The whole time while watching Shohei Imamura’s Vengeance Is Mine, I couldn’t help but think ‘Man, there could be essays written about this film.’ Within the film’s first three minutes, we are able to get properly introduced to Iwao Enokizu, but far from understanding him. We know he’s done something bad. (He’s in a police car that seem to have the entire force following him.) The date is clearly shown to us in white letters. This let’s us know that something prolific is happening.
Despite this, Iwao sings and jokes around. We begin to get a glimpse at what kind of man he is. We go back about 79 days earlier where Iwao’s killing spree begins. We aren’t really given any reason for these brutal deaths and the shock of it really sets the tone to the film.
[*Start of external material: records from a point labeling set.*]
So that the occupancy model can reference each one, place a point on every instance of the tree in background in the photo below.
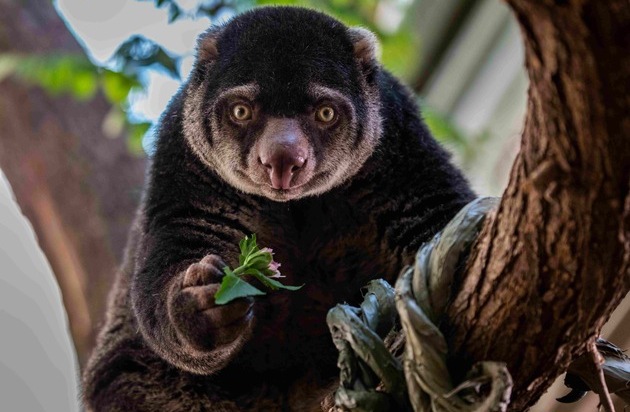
(549, 266)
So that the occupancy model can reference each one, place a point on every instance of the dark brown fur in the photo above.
(166, 346)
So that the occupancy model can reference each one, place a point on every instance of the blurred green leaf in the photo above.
(57, 74)
(139, 52)
(136, 132)
(173, 12)
(116, 86)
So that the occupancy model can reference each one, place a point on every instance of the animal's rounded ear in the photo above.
(366, 46)
(207, 50)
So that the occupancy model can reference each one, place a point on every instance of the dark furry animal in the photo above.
(289, 128)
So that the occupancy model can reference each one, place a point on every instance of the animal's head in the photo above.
(283, 102)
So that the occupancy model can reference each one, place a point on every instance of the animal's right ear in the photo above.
(207, 50)
(366, 47)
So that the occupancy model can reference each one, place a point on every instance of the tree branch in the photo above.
(553, 262)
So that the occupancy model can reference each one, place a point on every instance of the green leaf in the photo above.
(248, 247)
(232, 287)
(117, 86)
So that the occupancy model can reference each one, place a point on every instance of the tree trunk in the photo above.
(553, 262)
(78, 188)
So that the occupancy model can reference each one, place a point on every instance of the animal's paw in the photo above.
(198, 319)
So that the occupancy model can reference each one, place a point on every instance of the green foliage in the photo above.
(445, 131)
(397, 48)
(76, 76)
(139, 52)
(255, 262)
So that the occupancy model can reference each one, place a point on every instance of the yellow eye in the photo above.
(241, 112)
(325, 114)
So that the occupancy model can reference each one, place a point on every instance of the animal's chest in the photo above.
(333, 256)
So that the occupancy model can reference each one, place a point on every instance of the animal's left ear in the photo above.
(366, 47)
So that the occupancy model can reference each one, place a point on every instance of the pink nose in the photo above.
(283, 164)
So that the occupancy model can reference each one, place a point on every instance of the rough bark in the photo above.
(553, 262)
(78, 188)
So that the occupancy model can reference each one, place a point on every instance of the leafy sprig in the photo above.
(255, 262)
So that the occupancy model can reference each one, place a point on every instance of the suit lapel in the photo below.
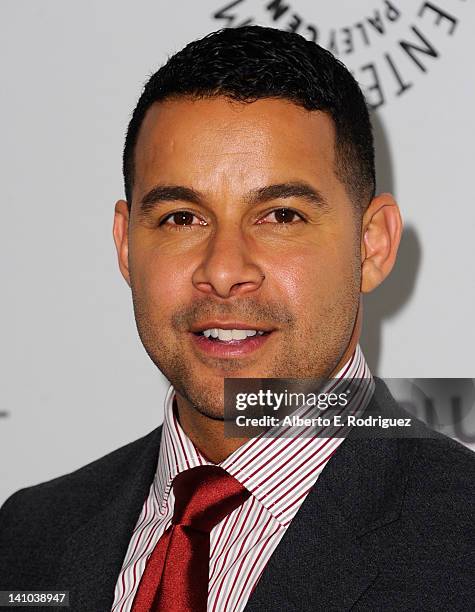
(326, 560)
(94, 553)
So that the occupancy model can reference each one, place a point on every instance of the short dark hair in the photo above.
(254, 62)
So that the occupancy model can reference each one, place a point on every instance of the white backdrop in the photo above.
(76, 382)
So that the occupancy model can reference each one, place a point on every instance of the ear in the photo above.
(381, 234)
(121, 237)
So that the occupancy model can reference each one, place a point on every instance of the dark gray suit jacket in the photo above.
(389, 525)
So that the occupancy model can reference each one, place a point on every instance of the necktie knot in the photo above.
(204, 496)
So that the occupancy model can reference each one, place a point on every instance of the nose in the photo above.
(228, 267)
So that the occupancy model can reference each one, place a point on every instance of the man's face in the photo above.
(243, 243)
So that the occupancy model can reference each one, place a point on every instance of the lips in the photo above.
(226, 342)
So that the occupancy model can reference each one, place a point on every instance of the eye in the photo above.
(182, 218)
(282, 216)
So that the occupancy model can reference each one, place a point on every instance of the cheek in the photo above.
(160, 282)
(310, 277)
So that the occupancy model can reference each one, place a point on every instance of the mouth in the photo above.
(230, 339)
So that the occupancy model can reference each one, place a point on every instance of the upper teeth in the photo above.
(230, 334)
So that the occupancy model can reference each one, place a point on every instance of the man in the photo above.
(249, 231)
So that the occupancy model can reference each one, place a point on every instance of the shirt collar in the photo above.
(259, 462)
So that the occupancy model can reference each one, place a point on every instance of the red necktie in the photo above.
(176, 575)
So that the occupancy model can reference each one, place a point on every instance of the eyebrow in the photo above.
(280, 191)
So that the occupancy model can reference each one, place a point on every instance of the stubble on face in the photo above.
(309, 347)
(315, 312)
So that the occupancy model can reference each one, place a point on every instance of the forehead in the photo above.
(215, 139)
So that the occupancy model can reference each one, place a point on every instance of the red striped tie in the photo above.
(176, 575)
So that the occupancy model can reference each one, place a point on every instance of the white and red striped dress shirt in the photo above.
(279, 472)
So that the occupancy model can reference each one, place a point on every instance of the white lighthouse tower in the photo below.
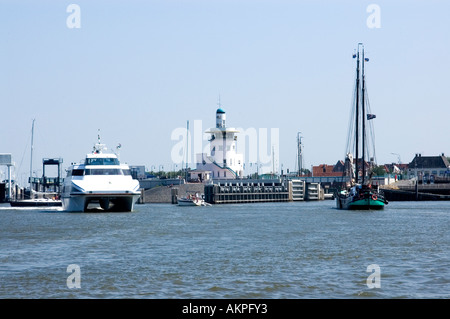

While on the run, we witness a series of flashbacks that help us slowly understand this killer. We attempt to feel some sort of sympathy for him but after our initial reaction to him we’re unable to.
In one situation, he poses as a bail bondsman who meets up with the family of a girl who has just been sentenced. He suavely pretends to be the real thing and after a few meetings with the girl’s mother, he dupes her into giving him money in order to see her daughter again. The casualness and deceptiveness of his actions are perhaps more terrifying than the murders themselves.Through the film, he meets a series of people who he befriends, tricks, swindles, betrays, and kills in order to get what he wants. He does so without remorse or second thought.
Vengeance Is Mine is perhaps one of the best studies of a serial killer I’ve ever seen, but much like reading my Psychology text book, I’ve learned nothing. No matter how deeply we try to delve into the mind of Iwao, we still come up short and are unable to fully understand his actions; and that is the beauty of it.